Bom seria se ao tentar localizar um controle tivéssemos um "balizamento", bastaria apenas correr até o ponto desejado. Em algumas circunstâncias isso é possível, o mapa e o terreno possuem linhas de referência, basta identificá-las. Elas podem ser transversais ou longitudinais e indicam o limite da distância ou a direção a seguir.

Linha de referência

Terrenos bastante acidentados, seja pelo relevo ou outros aspectos, resultam em mapas ricos em detalhes. Vistos dessa maneira, podem dificultar escolhas de rotas e a navegação dos orientistas. No entanto, pode-se usar a técnica de simplificação do mapa, na qual usa-se somente os aspectos mais relevantes ou nítidos, desprezando os demais. Desse modo, a orientação torna-se menos complexa e pode inclusive revelar linhas de referência.

Mapa complexo

Apresenta-se na próxima figura o mesmo mapa da anterior, porém observando apenas aquilo que "interessa", tornando a navegação "simples".

Mapa "simplificado"

Após o orientista adquirir uma certa dose de experiência no esporte será capaz de analisar o mapa e identificar se o ponto de controle a ser localizado é mais ou menos difícil, atribuindo-lhe um grau de dificuldade antes de iniciar a pernada. Sendo fácil ou permitindo esta possibilidade, o atleta poderá optar por uma orientação grosseira, dando mais ênfase à corrida, ou seja, aumentando a velocidade para alcançar um tempo menor de percurso. Diferente disso, há oportunidades em que a situação exige orientação precisa em detrimento da rapidez, quando a navegação recebe atenção maior.
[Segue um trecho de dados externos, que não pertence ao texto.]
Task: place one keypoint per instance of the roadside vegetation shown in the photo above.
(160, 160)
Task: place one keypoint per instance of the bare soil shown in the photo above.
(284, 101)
Lembrando que os objetivos da orientação são encontrar os pontos de controle e executar isso no menor tempo possível, as técnicas de orientação precisa X orientação grosseira dão mais ênfase a um ou outro aspecto.

Muitas vezes emprega-se a orientação grosseira no início de uma pernada, partindo em uma direção geral que vai sendo corrigida ao longo da rota, e ao aproximar-se do ponto de controle usa-se a orientação precisa, para localizá-lo imediatamente.

Outra técnica bastante útil, porém de longo e difícil treinamento, é a memória fotográfica, ela pode ser usada para memorizar o mapa em uma única observação ou para mentalizar a rota que o orientista está realizando, ou ambas simultâneamente. A primeira serve para que o atleta com o "mapa na cabeça" preste atenção somente no terreno, para que nenhum detalhe dele lhe escape, inclusive o controle. A segunda é utilizada em caso de erro, permitindo refazer a rota mentalmente em busca da correção, sem a necessidade de retornar fisicamente até um ponto conhecido, reduzindo a perda de tempo nesses casos.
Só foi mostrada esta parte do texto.